FILRT declares stable Q3 dividend

Filinvest REIT [FILRT 3.08 unch; 27% avgVol] [link] declared a Q3/24 dividend of P0.062/share, payable on December 6 to shareholders of record as of November 20. The dividend has an annualized yield of 8.05% based on the previous closing price. The total amount of the dividend is P303 million, which is 104% of the P293 million in distributable income that FILRT reported for the quarter. Relative to FILRT's IPO price, the dividend increased FILRT's total stock and dividend return to -39.36%, up from its pre-dividend total return of -40.24%. The Gotianun Family’s REIT company said in an associated press release that FILRT’s 9-month revenue figure of P2.1 billion is down 7% “due to a temporary drop in occupancy in the first quarter brought about by the rightsizing of some tenants because of the hybrid work alternative.” 

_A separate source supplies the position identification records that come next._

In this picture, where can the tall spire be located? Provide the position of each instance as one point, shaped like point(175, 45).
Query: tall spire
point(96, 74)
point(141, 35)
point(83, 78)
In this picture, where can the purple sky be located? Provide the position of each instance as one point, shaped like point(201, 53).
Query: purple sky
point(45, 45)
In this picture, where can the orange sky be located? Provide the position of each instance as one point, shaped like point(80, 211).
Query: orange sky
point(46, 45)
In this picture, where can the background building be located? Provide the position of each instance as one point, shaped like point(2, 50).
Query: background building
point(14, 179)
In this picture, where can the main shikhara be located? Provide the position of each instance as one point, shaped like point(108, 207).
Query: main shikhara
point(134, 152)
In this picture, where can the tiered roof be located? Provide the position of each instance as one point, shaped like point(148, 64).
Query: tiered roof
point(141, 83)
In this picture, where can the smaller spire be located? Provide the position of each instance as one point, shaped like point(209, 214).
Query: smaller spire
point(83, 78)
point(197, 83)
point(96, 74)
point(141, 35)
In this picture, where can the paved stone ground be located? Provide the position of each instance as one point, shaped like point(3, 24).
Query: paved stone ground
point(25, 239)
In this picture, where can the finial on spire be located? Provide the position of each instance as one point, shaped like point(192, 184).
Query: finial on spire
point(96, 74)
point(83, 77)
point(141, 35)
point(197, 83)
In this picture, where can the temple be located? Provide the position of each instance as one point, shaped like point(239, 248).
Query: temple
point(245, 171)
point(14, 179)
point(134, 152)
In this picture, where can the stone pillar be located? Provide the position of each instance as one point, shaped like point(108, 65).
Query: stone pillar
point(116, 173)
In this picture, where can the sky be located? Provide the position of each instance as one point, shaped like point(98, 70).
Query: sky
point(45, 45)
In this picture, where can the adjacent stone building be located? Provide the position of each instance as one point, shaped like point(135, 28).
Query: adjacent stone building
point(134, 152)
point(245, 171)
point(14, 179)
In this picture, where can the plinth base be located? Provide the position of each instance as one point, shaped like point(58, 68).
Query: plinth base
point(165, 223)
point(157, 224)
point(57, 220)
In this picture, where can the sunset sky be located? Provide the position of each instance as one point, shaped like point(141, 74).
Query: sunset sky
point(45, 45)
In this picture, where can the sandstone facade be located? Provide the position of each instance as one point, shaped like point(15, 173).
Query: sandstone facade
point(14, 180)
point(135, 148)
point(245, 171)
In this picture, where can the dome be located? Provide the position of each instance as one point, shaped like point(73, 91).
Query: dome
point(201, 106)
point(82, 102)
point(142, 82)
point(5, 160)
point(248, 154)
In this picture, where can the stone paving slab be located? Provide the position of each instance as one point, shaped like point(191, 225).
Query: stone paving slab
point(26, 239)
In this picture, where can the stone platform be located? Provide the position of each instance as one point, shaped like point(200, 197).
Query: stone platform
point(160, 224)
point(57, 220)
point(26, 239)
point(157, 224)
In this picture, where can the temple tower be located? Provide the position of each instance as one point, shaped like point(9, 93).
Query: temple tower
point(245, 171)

MB bottom-line: I have to give credit where credit is due, at least the management team has stopped hiding the the problems and is openly discussing how they’re trying to fix it. That’s more than FILRT shareholders have had in a long time. Not only that, but this is the longest period of dividend stability since the four-quarter run from Q4/22 to Q3/23 at P0.071/share. FILRT’s occupancy increased marginally to 83%. It’s still far below the top-tier REIT average of 96%, but at least the management team has spoken the problem out loud and appears to be making some headway in addressing it. Glass half-full analysis is that they have a ton of vacant inventory giving lots of room for organic growth of the dividend. Glass half-empty analysis is that they need to grow their tenant base during a very difficult time for commercial leasing. Perhaps it’s time for the Gotianun Family to consider injecting non-commercial assets to further diversify the mix and give the stock some momentum.